Johannes Bøe (January 17, 1891 – February 1, 1971) was a Norwegian archaeologist.

==Biography==
Johannes Bøe was born in Ringsaker Municipality in Hedmark county, Norway. He was the son of John O. Bøe (1851–1910) and Marie Nilsdatter Bjerke (1859–1953). His father was a farmer at the Ottersrud farm.

He studied at the University of Kristiania (now University of Oslo). In 1921, Bøe received his candidatus philologiæ degree with the thesis Norske guldfund fra folkevandringstiden (Norwegian Gold Finds from the Migration Period). In 1931 he received his doctorate with the dissertation Jernalderens keramikk i Norge (Iron Age Ceramics in Norway). In 1921 he was appointed a researcher at the University Museum of Bergen, and he was later a research professor at the same institution. In 1946, he became a faculty dean at the University of Bergen.

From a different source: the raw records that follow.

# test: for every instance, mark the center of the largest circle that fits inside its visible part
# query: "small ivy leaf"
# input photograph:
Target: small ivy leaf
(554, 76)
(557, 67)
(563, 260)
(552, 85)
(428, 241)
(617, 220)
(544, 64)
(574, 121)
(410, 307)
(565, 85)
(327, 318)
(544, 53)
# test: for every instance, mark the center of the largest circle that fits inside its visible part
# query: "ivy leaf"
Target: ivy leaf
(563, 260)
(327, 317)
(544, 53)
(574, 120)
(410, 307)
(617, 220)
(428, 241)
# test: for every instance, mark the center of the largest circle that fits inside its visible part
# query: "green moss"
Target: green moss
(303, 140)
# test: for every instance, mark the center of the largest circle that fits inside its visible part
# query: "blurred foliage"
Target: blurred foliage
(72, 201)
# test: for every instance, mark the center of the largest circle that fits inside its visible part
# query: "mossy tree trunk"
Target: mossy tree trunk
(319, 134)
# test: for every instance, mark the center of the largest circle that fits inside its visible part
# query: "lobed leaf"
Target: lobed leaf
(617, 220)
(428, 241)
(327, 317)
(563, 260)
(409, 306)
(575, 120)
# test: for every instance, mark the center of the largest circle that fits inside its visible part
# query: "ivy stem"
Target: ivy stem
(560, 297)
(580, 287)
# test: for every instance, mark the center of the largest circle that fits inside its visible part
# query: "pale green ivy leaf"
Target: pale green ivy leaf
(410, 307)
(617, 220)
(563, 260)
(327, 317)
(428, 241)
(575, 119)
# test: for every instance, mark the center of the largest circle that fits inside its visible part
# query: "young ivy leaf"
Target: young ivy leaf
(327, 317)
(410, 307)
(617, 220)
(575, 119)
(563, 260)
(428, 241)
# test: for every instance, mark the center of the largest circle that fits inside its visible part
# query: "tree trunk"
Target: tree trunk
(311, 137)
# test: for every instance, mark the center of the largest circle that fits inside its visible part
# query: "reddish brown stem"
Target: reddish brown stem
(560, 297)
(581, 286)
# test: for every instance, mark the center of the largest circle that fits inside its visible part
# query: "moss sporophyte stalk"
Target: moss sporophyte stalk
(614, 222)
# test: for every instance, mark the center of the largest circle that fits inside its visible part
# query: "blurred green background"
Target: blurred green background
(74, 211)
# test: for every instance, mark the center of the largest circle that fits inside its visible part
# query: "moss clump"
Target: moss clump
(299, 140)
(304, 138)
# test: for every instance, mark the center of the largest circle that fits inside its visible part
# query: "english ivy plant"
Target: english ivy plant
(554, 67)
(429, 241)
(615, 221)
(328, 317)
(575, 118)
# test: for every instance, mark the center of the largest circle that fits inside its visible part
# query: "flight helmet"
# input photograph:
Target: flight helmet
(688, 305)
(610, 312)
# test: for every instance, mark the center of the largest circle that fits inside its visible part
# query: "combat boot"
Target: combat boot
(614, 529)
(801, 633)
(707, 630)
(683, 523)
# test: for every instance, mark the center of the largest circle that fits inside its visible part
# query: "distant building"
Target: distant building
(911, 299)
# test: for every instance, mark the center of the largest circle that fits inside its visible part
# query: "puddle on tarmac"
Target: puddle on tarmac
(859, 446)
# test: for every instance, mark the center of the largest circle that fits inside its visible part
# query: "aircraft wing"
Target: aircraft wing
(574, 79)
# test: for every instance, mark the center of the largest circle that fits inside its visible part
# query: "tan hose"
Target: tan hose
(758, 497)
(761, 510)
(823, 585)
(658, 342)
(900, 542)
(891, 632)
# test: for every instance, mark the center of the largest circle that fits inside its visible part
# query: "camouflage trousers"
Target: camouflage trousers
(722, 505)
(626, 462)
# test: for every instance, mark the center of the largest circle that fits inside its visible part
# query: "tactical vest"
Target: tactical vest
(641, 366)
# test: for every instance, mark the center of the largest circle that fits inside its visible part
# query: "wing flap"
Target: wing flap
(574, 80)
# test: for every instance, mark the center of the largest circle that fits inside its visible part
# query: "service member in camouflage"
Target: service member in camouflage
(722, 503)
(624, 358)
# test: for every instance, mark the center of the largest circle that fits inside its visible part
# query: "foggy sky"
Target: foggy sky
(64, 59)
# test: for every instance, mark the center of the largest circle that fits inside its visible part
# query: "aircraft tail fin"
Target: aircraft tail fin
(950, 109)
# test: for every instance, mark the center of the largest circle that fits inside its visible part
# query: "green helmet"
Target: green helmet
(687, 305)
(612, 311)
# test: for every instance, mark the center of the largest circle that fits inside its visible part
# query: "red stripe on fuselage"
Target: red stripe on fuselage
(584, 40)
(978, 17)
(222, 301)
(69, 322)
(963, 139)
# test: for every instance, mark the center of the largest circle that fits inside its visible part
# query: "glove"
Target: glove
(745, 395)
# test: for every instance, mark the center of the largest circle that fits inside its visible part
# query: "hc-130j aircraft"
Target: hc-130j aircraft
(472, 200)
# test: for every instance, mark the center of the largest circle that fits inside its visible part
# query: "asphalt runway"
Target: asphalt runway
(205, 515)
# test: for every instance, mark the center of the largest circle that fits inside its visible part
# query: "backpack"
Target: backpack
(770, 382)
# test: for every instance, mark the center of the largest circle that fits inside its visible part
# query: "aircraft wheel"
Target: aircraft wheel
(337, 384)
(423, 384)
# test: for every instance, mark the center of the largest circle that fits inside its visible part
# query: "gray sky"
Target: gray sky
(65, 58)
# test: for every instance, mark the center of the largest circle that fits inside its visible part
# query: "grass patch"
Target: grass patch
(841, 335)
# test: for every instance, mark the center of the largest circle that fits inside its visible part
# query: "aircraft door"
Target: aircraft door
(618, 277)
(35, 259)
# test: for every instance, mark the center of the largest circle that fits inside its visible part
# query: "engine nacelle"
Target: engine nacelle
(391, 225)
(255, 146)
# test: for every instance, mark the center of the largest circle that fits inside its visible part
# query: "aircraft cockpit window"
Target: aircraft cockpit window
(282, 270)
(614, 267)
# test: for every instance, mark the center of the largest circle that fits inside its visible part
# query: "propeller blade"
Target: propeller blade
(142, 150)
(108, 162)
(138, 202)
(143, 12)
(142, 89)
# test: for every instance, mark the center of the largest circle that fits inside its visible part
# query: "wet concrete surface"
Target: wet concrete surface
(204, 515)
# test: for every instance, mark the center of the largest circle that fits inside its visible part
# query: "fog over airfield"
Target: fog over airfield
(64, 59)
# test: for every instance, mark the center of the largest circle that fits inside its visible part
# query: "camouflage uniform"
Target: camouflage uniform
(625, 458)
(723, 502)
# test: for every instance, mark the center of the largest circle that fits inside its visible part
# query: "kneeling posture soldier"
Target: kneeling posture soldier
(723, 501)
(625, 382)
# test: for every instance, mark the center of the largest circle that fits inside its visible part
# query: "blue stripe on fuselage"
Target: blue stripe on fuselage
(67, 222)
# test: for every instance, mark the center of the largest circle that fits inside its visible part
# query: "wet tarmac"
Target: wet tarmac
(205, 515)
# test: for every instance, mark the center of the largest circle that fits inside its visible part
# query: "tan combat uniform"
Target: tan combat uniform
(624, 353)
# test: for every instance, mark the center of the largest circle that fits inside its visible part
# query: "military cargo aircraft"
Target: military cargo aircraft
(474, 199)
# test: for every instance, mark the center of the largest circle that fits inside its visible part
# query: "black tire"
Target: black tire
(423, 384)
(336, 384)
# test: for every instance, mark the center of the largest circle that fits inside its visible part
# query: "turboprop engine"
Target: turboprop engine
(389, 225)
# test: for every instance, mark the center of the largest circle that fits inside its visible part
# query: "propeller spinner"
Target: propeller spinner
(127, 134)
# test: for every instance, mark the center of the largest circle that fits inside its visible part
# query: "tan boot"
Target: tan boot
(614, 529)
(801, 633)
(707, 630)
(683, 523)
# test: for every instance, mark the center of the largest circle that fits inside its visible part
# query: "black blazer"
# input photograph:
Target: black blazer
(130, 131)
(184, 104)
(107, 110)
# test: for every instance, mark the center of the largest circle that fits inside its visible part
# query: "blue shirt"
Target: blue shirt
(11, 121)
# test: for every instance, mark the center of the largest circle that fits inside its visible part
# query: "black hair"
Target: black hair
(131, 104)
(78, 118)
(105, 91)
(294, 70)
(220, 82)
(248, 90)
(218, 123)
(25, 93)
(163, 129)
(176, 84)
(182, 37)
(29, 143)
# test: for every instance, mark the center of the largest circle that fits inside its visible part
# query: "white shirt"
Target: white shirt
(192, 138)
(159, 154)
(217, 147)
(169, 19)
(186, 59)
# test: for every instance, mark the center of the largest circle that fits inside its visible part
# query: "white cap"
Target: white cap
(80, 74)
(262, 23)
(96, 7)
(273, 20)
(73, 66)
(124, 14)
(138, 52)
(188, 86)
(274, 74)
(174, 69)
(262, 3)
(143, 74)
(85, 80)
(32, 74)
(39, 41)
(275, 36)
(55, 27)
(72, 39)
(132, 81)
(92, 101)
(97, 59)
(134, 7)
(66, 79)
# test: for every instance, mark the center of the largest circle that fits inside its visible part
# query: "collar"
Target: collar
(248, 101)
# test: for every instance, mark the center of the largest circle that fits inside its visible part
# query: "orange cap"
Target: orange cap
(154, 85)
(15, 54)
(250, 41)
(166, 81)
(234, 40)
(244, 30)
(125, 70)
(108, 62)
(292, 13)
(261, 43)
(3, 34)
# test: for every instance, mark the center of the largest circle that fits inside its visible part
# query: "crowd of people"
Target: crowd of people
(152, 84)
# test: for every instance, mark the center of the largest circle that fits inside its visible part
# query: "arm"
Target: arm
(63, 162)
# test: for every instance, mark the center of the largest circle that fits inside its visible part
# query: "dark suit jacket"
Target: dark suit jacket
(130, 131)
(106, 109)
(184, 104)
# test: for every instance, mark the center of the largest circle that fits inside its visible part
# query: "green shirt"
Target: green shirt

Bøe was distinguished by his exceptionally rich scholarly production, ranging from the early Stone Age to the Iron Age. His best-known work, alongside his doctoral dissertation, is Le Finmarkien: Les origines de la civilisation dans l'extreme-nord de l'Europe (Finnmark: The Origins of Civilization in the Far North of Europe), which he coauthored with Anders Nummedal and in which they established the Komsa culture as having its own status in the Norwegian Stone Age.

==Personal life==
Bøe married Dagny Godager (1896–1982) in 1920 and was the father of the art historian Alf Bøe (1927–2010).

==Awards and recognitions==
- Fridtjof Nansen Prize for Outstanding Research, 1932, for his work on Iron Age pottery in Norway
- Bøe was appointed a knight of the Order of St. Olav in 1947, and a commander in 1961.